When a young teacher sets out  to the remote community of Las Delicias in the Amazon rain forest, she is eager to share her knowledge of science, math and geography. While the town’s children love the books she brings, they still keep repeating the legend about a great and dangerous serpent. While in disbelief that her young students could still care about the nonsense of folk tales, the river begins to rise, and suddenly the stories don’t seem to be nonsense after all. Perhaps there are other ways to learn wisdom of past generations besides in books.

Shhh! I’m Reading!

Bella is reading the best book ever!
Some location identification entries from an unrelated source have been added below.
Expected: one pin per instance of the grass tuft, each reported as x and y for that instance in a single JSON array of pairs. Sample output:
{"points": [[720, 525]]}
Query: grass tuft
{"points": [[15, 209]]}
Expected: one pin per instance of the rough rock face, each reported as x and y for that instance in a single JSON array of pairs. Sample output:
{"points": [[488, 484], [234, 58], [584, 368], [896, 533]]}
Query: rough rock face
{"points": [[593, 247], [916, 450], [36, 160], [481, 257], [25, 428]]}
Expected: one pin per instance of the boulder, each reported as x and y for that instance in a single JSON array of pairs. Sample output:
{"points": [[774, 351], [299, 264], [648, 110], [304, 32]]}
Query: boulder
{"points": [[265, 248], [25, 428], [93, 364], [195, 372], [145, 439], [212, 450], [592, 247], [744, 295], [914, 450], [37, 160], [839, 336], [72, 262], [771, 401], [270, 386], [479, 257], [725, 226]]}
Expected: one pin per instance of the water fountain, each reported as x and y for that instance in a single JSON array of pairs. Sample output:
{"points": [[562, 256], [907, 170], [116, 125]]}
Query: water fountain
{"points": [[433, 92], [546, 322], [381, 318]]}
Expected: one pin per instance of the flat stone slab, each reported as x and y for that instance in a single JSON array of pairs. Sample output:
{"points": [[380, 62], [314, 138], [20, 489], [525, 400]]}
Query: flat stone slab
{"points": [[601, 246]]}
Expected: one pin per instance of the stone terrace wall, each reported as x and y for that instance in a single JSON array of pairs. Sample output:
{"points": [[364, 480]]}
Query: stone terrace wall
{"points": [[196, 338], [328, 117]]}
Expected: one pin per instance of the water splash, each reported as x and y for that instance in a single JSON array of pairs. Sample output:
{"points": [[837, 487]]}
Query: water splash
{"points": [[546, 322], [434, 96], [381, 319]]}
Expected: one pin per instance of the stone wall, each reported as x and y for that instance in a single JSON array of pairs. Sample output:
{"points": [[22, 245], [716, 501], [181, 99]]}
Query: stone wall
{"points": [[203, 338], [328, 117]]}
She’s just gotten to the most amazing part when suddenly, Captain Bluebottom appears and invites her on an adventure. “I’m sorry, Captain,” Bella tells him, “but today, I’d rather just sit and read my book.” So Bella returns to her book and is just about to read the best part when Maurice Penguin shows up and invites her to perform on stage with all the penguins. But Bella just wants to read today! Will she ever have the chance to finish her book? A fantastically funny tale, celebrating imagination and the joy of reading.

The Bookshop Girl

Property Jones and her family are in dire straits when they win a drawing for the greatest bookstore in England but the previous owner was hiding something nearly as big as Property’s secret.

Book

Books are one of humankind’s greatest forms of expression, and now Book, in a witty, idiosyncratic voice, tells us the inside story. A wonderfully eccentric character with strong opinions and a poetic turn of phrase, Book tells of a journey from papyrus scrolls to medieval manuscripts to printed paper and beyond—pondering, along the way, many bookish things, including the evolution of the alphabet, the library (known to Egyptians as “the healing place of the soul”), and even book burning.

Randolph Caldecott

Leonard S Marcus, a distinguished historian of children’s literature, presents a short biography of Randolph Caldecott (1846-1886), illustrated with a great collection of his work, including many previously unpublished drawings. From doodling in the margins of his schoolbooks to his tragically early death, the book traces the career of the ‘man who invented the modern picture book’ and whose dynamic visual storytelling was to influence later illustrators, notably Beatrix Potter and Maurice Sendak.

Waiting For The Biblioburro

When a man brings to a remote village two burros, Alfa and Beto, loaded with books the children can borrow, Ana’s excitement leads her to write a book of her own as she waits for the BibliBurro to return. Includes glossary of Spanish terms and a note on the true story of Colombia’s BiblioBurro and mobile libraries in other countries.